Federal prosecutors want the Russian man convicted of hacking into U.S. businesses to steal credit card data to be sentenced to 30 years in prison and ordered to pay $170 million in restitution.
But Roman Seleznev's lawyers say his troubled history, poor health and willingness to help the government catch other cybercriminals should be considered when deciding his sentence.
Friday's sentencing hearing in U.S. District Court in Seattle is expected to last several hours.
Seleznev, the son of a member of the Russian Parliament, was first indicted in 2011 on 29 felony charges and was captured in 2014. U.S. Secret Service agents, with the help of local police, arrested Seleznev in the Maldives as he and his girlfriend arrived at the airport on their way back to Russia. The agents flew him by private jet to Guam, where he made his first court appearance, and then to Seattle, where he was placed in federal custody.
The indictment grew to 40 counts in October 2014 and his trial was held in August 2016. The jury found him guilty on 38 charges, including nine counts of hacking and 10 counts of wire fraud.

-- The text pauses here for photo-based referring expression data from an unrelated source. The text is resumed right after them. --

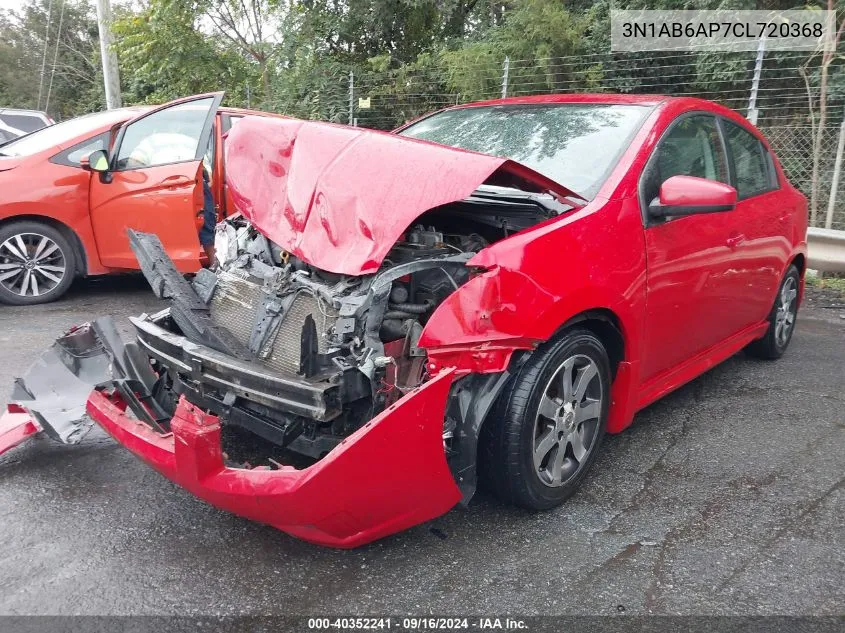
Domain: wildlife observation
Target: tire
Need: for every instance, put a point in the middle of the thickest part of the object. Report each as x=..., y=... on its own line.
x=38, y=255
x=781, y=319
x=521, y=446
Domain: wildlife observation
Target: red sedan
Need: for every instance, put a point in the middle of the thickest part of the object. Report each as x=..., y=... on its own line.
x=487, y=292
x=57, y=222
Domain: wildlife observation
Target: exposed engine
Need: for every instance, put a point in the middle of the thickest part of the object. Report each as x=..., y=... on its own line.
x=313, y=355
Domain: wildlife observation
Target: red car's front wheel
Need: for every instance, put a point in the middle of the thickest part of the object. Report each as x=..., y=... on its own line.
x=37, y=263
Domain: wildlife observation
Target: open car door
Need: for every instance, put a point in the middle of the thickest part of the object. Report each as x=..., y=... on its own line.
x=154, y=182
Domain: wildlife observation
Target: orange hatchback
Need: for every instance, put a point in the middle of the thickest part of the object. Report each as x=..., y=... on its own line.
x=61, y=217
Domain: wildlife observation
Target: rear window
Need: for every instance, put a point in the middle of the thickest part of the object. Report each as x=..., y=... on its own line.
x=754, y=174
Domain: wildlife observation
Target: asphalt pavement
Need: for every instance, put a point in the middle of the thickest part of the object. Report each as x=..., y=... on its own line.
x=726, y=497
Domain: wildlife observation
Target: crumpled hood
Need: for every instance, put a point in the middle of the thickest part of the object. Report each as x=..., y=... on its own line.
x=340, y=197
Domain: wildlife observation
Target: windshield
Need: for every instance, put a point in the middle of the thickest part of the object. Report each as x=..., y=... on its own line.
x=575, y=144
x=57, y=134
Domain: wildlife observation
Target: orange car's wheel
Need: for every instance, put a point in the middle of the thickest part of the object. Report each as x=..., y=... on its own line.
x=37, y=263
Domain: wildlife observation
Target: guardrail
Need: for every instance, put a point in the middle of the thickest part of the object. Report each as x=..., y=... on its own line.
x=826, y=250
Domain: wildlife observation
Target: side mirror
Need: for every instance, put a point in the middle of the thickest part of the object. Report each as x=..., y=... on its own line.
x=688, y=195
x=95, y=161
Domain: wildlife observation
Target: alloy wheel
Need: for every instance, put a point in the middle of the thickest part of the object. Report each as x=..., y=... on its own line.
x=568, y=420
x=786, y=311
x=31, y=264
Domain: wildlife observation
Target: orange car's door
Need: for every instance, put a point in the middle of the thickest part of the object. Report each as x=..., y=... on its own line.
x=154, y=183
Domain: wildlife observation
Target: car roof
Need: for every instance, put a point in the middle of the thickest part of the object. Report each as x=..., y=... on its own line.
x=24, y=111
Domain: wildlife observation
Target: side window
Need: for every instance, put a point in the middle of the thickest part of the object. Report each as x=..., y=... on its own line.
x=168, y=136
x=73, y=155
x=751, y=163
x=691, y=148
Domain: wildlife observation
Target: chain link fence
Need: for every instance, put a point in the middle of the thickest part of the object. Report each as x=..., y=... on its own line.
x=786, y=95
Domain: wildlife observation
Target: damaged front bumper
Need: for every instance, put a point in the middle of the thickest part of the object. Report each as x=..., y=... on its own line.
x=387, y=476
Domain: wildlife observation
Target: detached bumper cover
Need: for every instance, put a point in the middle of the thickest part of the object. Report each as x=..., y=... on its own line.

"Seleznev enriched himself by these activities and lived an extravagant lifestyle at the expense of small, hard-working business owners who saw their businesses either damaged or destroyed as a result of Seleznev's attacks," federal prosecutors said in their pre-sentence memo to the judge. "His victims include over 3,700 different financial institutions, over 500 businesses around the world and millions of individual credit card holders."